# New Motherboard for Intel Core 2 Quad 2.45 Ghz [Q6600]



## rawgeek (May 28, 2011)

Hi 

A friend of mine has following hardware specifications:

Intel Core 2 Quad 2.45 Ghz [Q6600]
DG33FB [Intel Original]
Hyenix DDR2 8 GB RAM [2 x 4]


He is looking for a motherboard that supports at least 16 GB of ram with his current processor.Please suggest the best compatible motherbaord for his processor.

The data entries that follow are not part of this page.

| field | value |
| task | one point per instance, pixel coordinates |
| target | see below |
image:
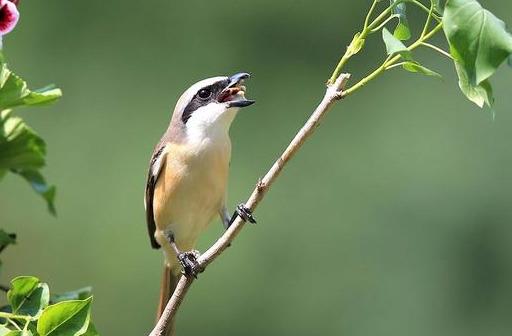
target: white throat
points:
(209, 125)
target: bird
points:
(188, 174)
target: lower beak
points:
(234, 92)
(241, 103)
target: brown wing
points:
(155, 168)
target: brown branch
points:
(333, 93)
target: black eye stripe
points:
(197, 102)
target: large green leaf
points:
(479, 94)
(15, 92)
(40, 186)
(18, 333)
(402, 30)
(394, 46)
(20, 146)
(479, 44)
(418, 68)
(6, 239)
(67, 318)
(78, 294)
(28, 296)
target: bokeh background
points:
(395, 219)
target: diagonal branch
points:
(333, 93)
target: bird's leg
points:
(187, 259)
(244, 212)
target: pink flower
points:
(9, 16)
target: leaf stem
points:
(425, 8)
(427, 21)
(390, 62)
(379, 27)
(362, 36)
(395, 65)
(14, 316)
(436, 48)
(370, 12)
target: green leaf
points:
(418, 68)
(67, 318)
(78, 294)
(438, 6)
(394, 46)
(356, 45)
(28, 296)
(4, 330)
(402, 30)
(479, 44)
(6, 239)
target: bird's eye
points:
(204, 93)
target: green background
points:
(395, 219)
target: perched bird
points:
(188, 173)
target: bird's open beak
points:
(234, 93)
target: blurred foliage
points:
(22, 150)
(404, 198)
(30, 312)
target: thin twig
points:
(333, 93)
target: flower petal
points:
(9, 16)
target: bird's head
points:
(209, 106)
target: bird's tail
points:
(170, 279)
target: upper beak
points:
(233, 94)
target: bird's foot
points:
(245, 213)
(188, 261)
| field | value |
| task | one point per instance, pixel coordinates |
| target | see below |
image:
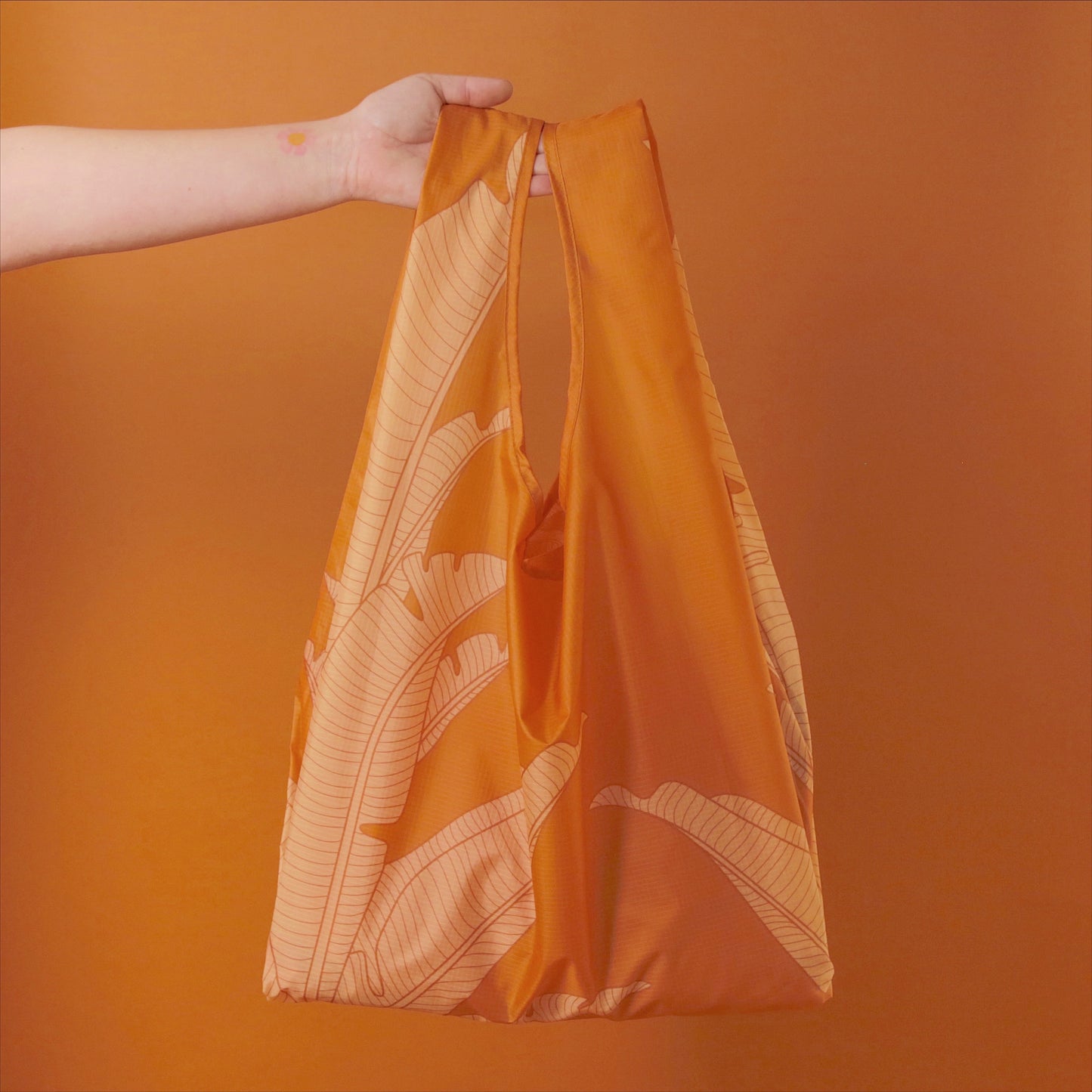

He is not into gaming and his main purpose is to set up a virtual enviornment using VM Ware ESX server

Thanks


----------



## Cilus (May 28, 2011)

Right now DDR2 is a dying breed and 8 GB of ram is enough for all the application you know. So get a motherboard which supports both DDR3 and DDR2 ram. Getting a motherboard with 16 GB DDR2 ram support is not a good idea as DDR2 is going to face the same fate of DDR ram when DDR2 ram became mainstream.
My suggestion is *Asus P5G41CM-LY @ 2.5K*. It has 2 DDR2 and 2 DDR3 slots. Use your 2 DDR2 rams now with it and when the time comes, sell your old ram and get DDR3 rams.


----------



## rawgeek (May 30, 2011)

@Cilus

Thanks for the reply.We need 16 GB as the virtual environment we are trying to create need at least 14 GB....leaving 2 GB for the base OS.I checked Asus P5G41CM-LY ,but, it only supports 8 GB.We want to get 16 GB of ram with minimum investment.We would prefer a board which supports our present processor with 16 DDR2 RAM and if it supports DDR3 as well thats great ,or a board which supports our present processor with 16 GB DDR3 RAM so that we can sell off our present 8 GB DDR2 RAM and get 16 GB DDR3 RAM.I agree  that very soon DDR2 will have the same fate as DDR ,but, our objective over here is quantity with minimum investment.

Waiting to hear from you soon


----------



## Cilus (May 30, 2011)

rawgeek, till now I did not find any LGA 775 based mobo with 4 DDR3 ram slots and 16 GB support. However, I've found *MSI P43T-C51 @ 4.5K* which has 4 DDR2 ram slots and support for 16 GB. For details check *here*.


----------



## rawgeek (Jun 1, 2011)

Thanks Ciclus.....that will help us a lot....you rock  buddy


----------



## Cilus (Jun 1, 2011)

No problem Sir...after all we are here to help.


----------